A salient outcome is the confirmation that the transferability of pre-trained embeddings to LMs is highly sensitive to the alignment of objectives between the pre-training phase and the language modeling task. Embeddings optimized for predicting local lexical context—either via word2vec or direct language modeling—retain their utility within LMs. In contrast, embeddings emphasizing global semantics (e.g., domain classifier representations) do not translate into perplexity gains and, in most configurations, are detrimental.

This result is robust against variations in embedding source data size and normalization. Notably, the failure of domain classifier embeddings remains despite architectural modifications and value normalization, suggesting a fundamental limitation in using global, label-driven representations for a quintessentially local prediction task like next-word prediction.

The failure of massive, out-of-domain embeddings (Google News word2vec) to assist, and occasionally to impair, reflects that data distribution congruence is critical; larger but mismatched corpora do not compensate for domain and style divergence.

Theoretical and Practical Implications

The findings reinforce several practical and theoretical perspectives:

Objective congruence between embedding pre-training and LM tasks is critical for effective transfer; mere global semantic encoding is insufficient for improving local prediction tasks.
Domain and data alignment take precedence over embedding model scale; practitioners should prioritize in-domain pre-training for task-specific LMs.
Reverse transfer learning—using embeddings from other NLP tasks to assist LMs—appears limited under the conventional next-word prediction paradigm unless embedding objectives are adapted to the LM’s needs.
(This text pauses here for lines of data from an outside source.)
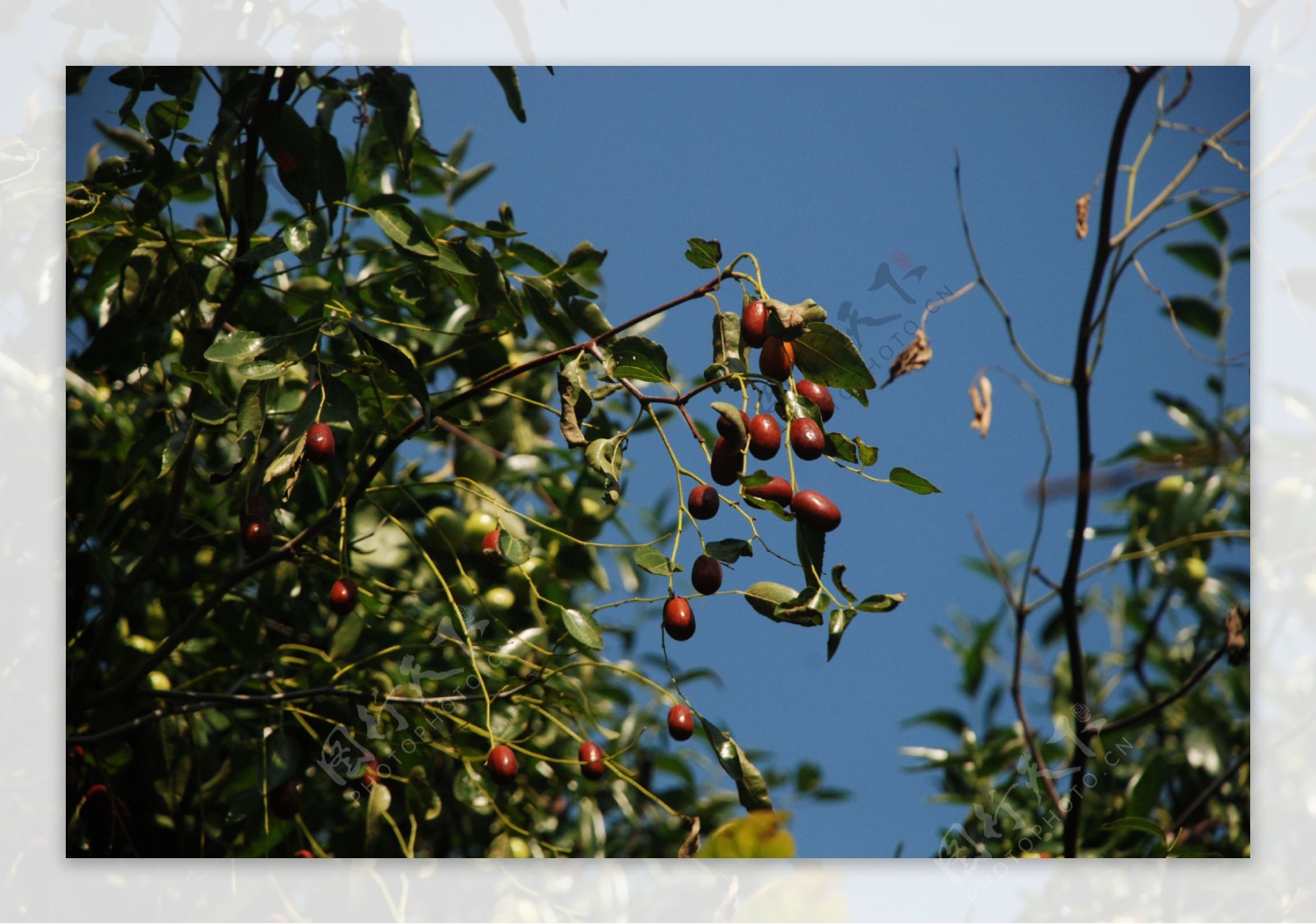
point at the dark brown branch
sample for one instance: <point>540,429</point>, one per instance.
<point>199,702</point>
<point>1211,790</point>
<point>1081,382</point>
<point>390,445</point>
<point>1147,713</point>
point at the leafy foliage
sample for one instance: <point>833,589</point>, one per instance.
<point>1153,759</point>
<point>274,249</point>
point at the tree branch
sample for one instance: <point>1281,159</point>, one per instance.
<point>1081,382</point>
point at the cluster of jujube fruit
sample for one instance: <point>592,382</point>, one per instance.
<point>761,437</point>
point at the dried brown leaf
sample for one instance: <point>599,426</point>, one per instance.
<point>1236,640</point>
<point>1081,207</point>
<point>912,357</point>
<point>980,395</point>
<point>691,845</point>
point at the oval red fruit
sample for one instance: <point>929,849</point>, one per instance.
<point>754,324</point>
<point>707,574</point>
<point>765,436</point>
<point>776,490</point>
<point>257,537</point>
<point>727,462</point>
<point>320,443</point>
<point>807,439</point>
<point>342,597</point>
<point>776,358</point>
<point>503,765</point>
<point>727,428</point>
<point>681,722</point>
<point>820,395</point>
<point>703,502</point>
<point>816,509</point>
<point>591,759</point>
<point>678,619</point>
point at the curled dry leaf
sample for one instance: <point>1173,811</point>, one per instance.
<point>980,395</point>
<point>691,845</point>
<point>1236,641</point>
<point>912,357</point>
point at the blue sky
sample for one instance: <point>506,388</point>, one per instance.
<point>824,174</point>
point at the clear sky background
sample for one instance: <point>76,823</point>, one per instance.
<point>824,174</point>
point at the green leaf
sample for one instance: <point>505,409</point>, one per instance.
<point>1214,223</point>
<point>240,346</point>
<point>294,147</point>
<point>947,719</point>
<point>809,544</point>
<point>704,254</point>
<point>585,258</point>
<point>1145,786</point>
<point>648,559</point>
<point>511,90</point>
<point>605,456</point>
<point>261,252</point>
<point>749,782</point>
<point>837,625</point>
<point>637,358</point>
<point>583,628</point>
<point>267,369</point>
<point>250,408</point>
<point>1145,825</point>
<point>398,362</point>
<point>767,595</point>
<point>728,550</point>
<point>881,603</point>
<point>398,104</point>
<point>513,549</point>
<point>837,573</point>
<point>839,447</point>
<point>912,482</point>
<point>587,316</point>
<point>421,798</point>
<point>306,239</point>
<point>1202,257</point>
<point>1195,313</point>
<point>828,357</point>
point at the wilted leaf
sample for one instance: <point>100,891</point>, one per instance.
<point>757,836</point>
<point>980,395</point>
<point>1081,207</point>
<point>574,394</point>
<point>912,357</point>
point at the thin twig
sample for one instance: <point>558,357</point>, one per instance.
<point>1081,382</point>
<point>1148,711</point>
<point>1211,790</point>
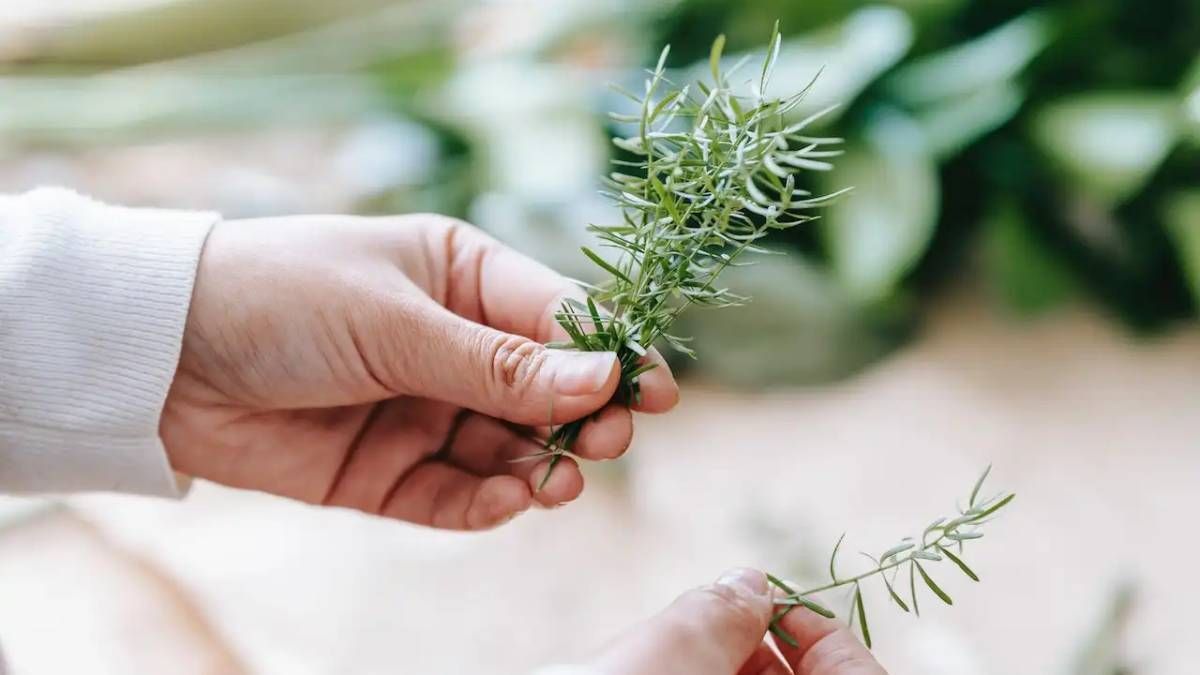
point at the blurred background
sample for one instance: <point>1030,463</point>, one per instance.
<point>1014,280</point>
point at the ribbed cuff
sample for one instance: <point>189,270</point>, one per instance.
<point>93,306</point>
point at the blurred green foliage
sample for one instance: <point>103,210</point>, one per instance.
<point>1050,148</point>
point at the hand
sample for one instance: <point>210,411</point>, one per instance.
<point>391,365</point>
<point>720,629</point>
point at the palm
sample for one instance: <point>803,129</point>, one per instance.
<point>301,388</point>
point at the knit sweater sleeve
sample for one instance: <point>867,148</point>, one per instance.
<point>93,305</point>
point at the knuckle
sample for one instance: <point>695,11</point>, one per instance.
<point>516,362</point>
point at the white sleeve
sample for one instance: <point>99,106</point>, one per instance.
<point>93,305</point>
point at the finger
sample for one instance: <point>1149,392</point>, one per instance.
<point>766,661</point>
<point>444,496</point>
<point>438,354</point>
<point>826,646</point>
<point>605,435</point>
<point>709,631</point>
<point>486,447</point>
<point>492,285</point>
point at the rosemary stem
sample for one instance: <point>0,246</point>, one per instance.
<point>879,569</point>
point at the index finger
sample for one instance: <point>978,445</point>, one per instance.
<point>826,646</point>
<point>497,286</point>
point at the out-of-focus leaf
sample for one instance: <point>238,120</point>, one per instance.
<point>181,28</point>
<point>113,107</point>
<point>1192,102</point>
<point>954,124</point>
<point>1103,651</point>
<point>1109,143</point>
<point>796,311</point>
<point>877,232</point>
<point>990,60</point>
<point>1182,219</point>
<point>849,55</point>
<point>1026,276</point>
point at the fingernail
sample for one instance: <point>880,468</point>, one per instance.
<point>745,579</point>
<point>577,374</point>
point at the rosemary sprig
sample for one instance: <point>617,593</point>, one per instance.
<point>713,171</point>
<point>934,545</point>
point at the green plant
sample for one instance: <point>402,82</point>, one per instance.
<point>712,173</point>
<point>934,545</point>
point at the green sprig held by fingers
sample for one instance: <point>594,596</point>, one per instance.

In practical system building, this suggests that efforts to incorporate richer semantic context into LMs should focus on model architectures explicitly engineered to utilize global signals, possibly in multi-task or auxiliary objective setups, rather than relying solely on imported embeddings from disparate tasks.

Future Directions

The paper advocates for the exploration of multi-task learning strategies where language modeling and semantic supervision (e.g., domain labels) are jointly optimized. Such an approach may allow LMs to internalize global semantic information more organically and yield broader improvements across both core language modeling and downstream tasks. Additionally, the observed improvements from bidirectional LM embeddings with limited data hint at the potential gains from scaling in-domain, task-congruent pre-training.

Given these findings, it is plausible that deep integration of global and local objectives within LM architectures, potentially with adaptive context windows or hierarchical models, will be more fruitful than reverse transfer solely at the embedding layer.

Concluding Remarks

This work provides a careful empirical baseline and nuanced interpretation for the utility of pre-trained embeddings in neural LLMs, decisively clarifying the present constraints of reverse transfer learning for LMs and setting the stage for future integration of semantic globalist signals within next-word prediction systems. The numerical outcomes support the assertion that the success of transfer learning in NLP remains deeply dependent on the task, data, and objective congruence, even as larger and more diverse embedding models proliferate.